Tous les enfants ne naissent pas au domicile de leurs parents. Ceux qui ne naissent pas au domicile familial naissent pour l'essentiel à l'Hôtel-Dieu ou à l'hôpital de la Croix-Rousse. Les maternités sont encore peu répandues et leur réputation n'est pas très bonne. Peu hygiéniques elles sont souvent, à la fin du Second Empire, d'authentiques mouroirs et servent de refuges aux pauvres. Pour une mère de la fin du XIXe siècle accoucher, c'est encore accoucher chez soi, "la maternité c'était pour les filles-mères et pour les femmes de besoin" confie à Françoise Thébaud une femme née en 1895 917 .
Dans la première cohorte, au début de la Troisième République, 6% des enfants légitimes ne naissent pas au domicile parental. Une génération plus tard, au tournant du siècle, le pourcentage atteint 14%. Si l'on tient compte de l'ensemble des naissances, les pourcentages sont respectivement de 8% et 18%. Dans leur enquête, Olivier Faure et Dominique Dessertine soulignent que, de la fin du Second Empire à la veille de la première guerre mondiale, la part des naissances illégitimes diminue dans l'ensemble des naissances à l'hôpital 918 . Je ne constate pas du tout le même phénomène : tant en 1872-1875 qu'en 1899-1900, un quart des naissances à l'hôpital sont des naissances illégitimes. Cette distorsion provient sans doute de l'étroitesse de mon échantillon qui enregistre bien, cependant, la progression de la médicalisation de l'accouchement dans le Rhône. Comme le département de la Seine, celui du Rhône, est un département pionnier en ce domaine. Selon l'enquête sur les lieux d'accouchement de 1911-1913, 2% des naissances légitimes françaises ont lieu hors du domicile mais un quart dans le Rhône et un tiers dans la Seine 919 .

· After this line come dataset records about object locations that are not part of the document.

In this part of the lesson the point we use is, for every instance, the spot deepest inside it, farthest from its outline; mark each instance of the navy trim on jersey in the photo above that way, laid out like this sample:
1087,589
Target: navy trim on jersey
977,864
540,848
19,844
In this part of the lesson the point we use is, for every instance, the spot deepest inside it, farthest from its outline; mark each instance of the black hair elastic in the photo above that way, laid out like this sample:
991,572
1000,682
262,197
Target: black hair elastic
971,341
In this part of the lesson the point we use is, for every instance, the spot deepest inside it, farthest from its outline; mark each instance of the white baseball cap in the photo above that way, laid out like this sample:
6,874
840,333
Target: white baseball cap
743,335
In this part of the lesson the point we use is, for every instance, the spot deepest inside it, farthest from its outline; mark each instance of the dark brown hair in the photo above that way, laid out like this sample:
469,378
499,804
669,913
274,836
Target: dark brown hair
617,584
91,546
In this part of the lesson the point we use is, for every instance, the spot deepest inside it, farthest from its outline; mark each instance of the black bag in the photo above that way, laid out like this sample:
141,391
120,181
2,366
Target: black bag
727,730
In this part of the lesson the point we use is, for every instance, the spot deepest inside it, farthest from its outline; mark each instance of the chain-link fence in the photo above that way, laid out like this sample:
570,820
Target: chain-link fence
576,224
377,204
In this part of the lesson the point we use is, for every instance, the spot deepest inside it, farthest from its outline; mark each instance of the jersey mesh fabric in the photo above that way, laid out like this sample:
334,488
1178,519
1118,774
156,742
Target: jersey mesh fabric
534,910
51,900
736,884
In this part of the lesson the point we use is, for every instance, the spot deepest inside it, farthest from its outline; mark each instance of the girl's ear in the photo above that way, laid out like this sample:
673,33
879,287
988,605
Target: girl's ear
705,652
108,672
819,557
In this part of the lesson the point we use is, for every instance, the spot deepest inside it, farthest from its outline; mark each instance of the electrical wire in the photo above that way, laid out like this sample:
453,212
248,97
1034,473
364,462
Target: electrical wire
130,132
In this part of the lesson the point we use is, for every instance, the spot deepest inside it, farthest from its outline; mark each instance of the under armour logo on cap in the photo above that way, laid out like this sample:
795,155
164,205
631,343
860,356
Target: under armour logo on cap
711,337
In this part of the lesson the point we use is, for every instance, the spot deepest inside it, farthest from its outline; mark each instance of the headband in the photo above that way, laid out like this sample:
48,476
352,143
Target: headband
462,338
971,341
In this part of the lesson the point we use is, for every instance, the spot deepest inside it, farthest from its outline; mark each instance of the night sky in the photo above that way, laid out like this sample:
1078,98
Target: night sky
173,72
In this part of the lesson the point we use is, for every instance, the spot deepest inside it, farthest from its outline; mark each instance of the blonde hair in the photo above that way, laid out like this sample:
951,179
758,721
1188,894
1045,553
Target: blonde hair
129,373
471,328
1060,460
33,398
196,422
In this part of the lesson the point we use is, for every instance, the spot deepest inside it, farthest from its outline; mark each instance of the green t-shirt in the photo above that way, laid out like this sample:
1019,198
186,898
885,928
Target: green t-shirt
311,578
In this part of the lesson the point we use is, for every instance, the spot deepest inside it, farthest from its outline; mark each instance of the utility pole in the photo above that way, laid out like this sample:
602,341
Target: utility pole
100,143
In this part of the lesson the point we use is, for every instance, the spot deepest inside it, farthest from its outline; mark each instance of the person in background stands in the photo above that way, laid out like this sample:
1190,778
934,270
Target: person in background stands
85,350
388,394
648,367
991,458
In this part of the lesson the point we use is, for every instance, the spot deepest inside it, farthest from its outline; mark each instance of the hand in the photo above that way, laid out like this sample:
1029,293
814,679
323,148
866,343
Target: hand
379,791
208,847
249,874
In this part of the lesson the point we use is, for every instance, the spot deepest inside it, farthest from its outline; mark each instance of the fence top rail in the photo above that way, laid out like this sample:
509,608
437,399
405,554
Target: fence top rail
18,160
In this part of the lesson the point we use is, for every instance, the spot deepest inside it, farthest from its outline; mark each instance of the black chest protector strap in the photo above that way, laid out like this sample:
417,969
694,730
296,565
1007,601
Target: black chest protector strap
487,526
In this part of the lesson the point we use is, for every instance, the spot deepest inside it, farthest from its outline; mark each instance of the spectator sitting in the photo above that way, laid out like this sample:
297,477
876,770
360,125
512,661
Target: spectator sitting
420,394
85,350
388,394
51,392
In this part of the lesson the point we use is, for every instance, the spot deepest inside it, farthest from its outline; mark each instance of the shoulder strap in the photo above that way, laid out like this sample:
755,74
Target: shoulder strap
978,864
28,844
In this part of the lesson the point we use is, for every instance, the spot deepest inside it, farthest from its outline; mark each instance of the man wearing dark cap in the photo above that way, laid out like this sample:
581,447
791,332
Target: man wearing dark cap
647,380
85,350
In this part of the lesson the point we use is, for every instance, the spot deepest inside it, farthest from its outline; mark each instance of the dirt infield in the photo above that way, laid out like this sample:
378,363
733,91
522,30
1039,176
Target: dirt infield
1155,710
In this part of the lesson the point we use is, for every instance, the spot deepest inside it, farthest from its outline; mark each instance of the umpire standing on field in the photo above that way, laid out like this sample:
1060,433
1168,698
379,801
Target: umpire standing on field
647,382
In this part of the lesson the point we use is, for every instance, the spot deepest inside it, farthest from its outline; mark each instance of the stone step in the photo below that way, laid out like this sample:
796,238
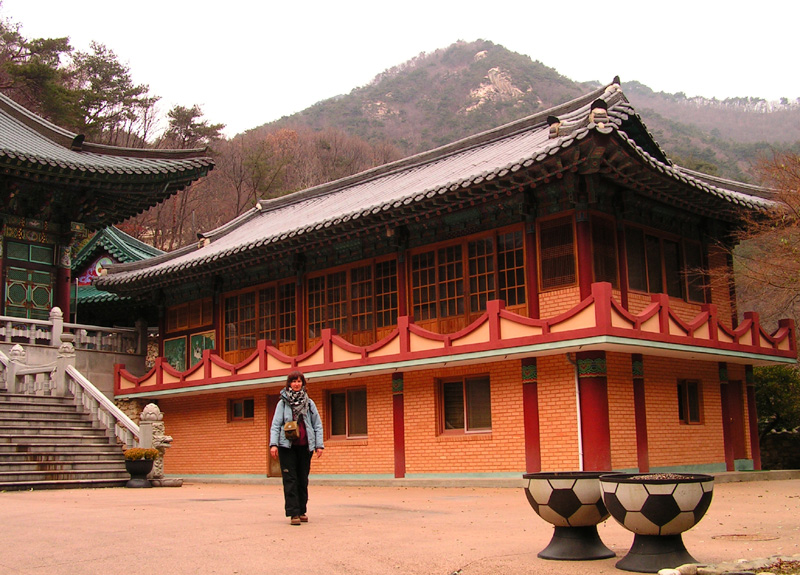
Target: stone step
80,483
98,437
117,465
54,427
45,404
61,475
99,454
24,398
58,448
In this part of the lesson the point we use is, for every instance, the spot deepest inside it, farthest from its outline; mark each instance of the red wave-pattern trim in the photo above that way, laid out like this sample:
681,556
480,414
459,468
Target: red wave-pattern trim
411,342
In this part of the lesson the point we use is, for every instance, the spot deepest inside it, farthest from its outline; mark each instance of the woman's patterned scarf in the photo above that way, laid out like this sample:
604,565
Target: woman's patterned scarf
298,401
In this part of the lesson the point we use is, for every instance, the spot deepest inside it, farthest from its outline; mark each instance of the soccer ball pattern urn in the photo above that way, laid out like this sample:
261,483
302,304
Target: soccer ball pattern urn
572,502
657,508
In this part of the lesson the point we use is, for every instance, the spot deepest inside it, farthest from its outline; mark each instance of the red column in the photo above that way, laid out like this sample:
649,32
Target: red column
62,290
398,426
595,425
640,413
531,270
583,234
530,415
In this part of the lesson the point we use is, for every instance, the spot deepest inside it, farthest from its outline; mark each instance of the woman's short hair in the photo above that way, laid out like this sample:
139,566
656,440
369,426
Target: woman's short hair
295,375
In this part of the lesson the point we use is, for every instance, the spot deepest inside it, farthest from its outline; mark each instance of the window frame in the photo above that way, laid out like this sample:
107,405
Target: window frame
281,323
690,394
368,303
675,276
331,417
245,403
440,284
441,407
545,283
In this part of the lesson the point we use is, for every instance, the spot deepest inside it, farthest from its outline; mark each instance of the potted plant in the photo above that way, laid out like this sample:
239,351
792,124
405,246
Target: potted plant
657,508
572,502
139,463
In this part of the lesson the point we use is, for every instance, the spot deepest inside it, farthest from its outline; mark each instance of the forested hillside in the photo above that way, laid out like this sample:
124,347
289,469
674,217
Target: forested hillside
431,100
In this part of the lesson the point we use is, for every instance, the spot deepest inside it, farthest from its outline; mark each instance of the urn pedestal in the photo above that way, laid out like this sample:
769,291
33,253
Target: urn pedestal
657,508
139,469
572,502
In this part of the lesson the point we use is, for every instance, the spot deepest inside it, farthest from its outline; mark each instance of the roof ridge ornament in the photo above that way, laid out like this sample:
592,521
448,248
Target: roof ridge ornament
77,143
554,124
599,113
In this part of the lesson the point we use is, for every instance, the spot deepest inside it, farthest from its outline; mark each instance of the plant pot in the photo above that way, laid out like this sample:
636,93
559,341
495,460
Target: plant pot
573,503
657,508
139,469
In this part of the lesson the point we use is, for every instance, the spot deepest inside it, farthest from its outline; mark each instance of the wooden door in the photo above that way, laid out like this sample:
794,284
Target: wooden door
273,465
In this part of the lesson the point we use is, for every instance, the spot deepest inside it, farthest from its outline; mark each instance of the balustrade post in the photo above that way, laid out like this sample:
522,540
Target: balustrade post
57,321
17,357
66,356
141,336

Les mères qui accouchent à l'hôpital sont plus actives que celles qui accouchent à domicile, surtout dans la première cohorte où seules trois sur quatorze d'entre elles n'ont pas de profession. Leurs époux sont, le plus souvent, des travailleurs manuels. Lorsque l'on naît à l'hôpital au début de la Troisième République, il y a de fortes chances pour que l'on naisse dans une famille de tisseurs, ou dans une famille dont le père est tisseur et la mère dévideuse ou ovaliste... Dans les années 1900, le phénomène est moins rare et la mère moins souvent active - le taux d'activité des mères de famille a beaucoup diminué - mais les pères de ces enfants ont toujours les mêmes caractéristiques : ils sont cordonniers, corroyeurs, maçons, teinturiers, tisseurs, journaliers ... Bref, naître à l'hôpital, c'est bien souvent faire son entrée dans la société urbaine par la petite porte mais rien ne prouve que ce soit un handicap pour la future carrière du nouveau-né.
Voir Françoise Thébaud, Quand nos grand-mères donnaient la vie, la maternité en France dans l'entre-deux-guerres, Presses Universitaires de Lyon, 1986,316 p. Voir p. 62-65.
Faure Olivier et Dessertine Dominique, Hospitalisation et populations hospitalisées dans la Région lyonnaise au XIX e et XX e siècles, p. 54. En 1866, il y a, dans le Rhône, 14% des naissances à l'hôpital qui sont des naissances illégitimes et en 1911, ce pourcentage est descendu à 4%.
Maurice Garden, Histoire des Français sousla direction d'Yves Lequin. tome 1, p. 334.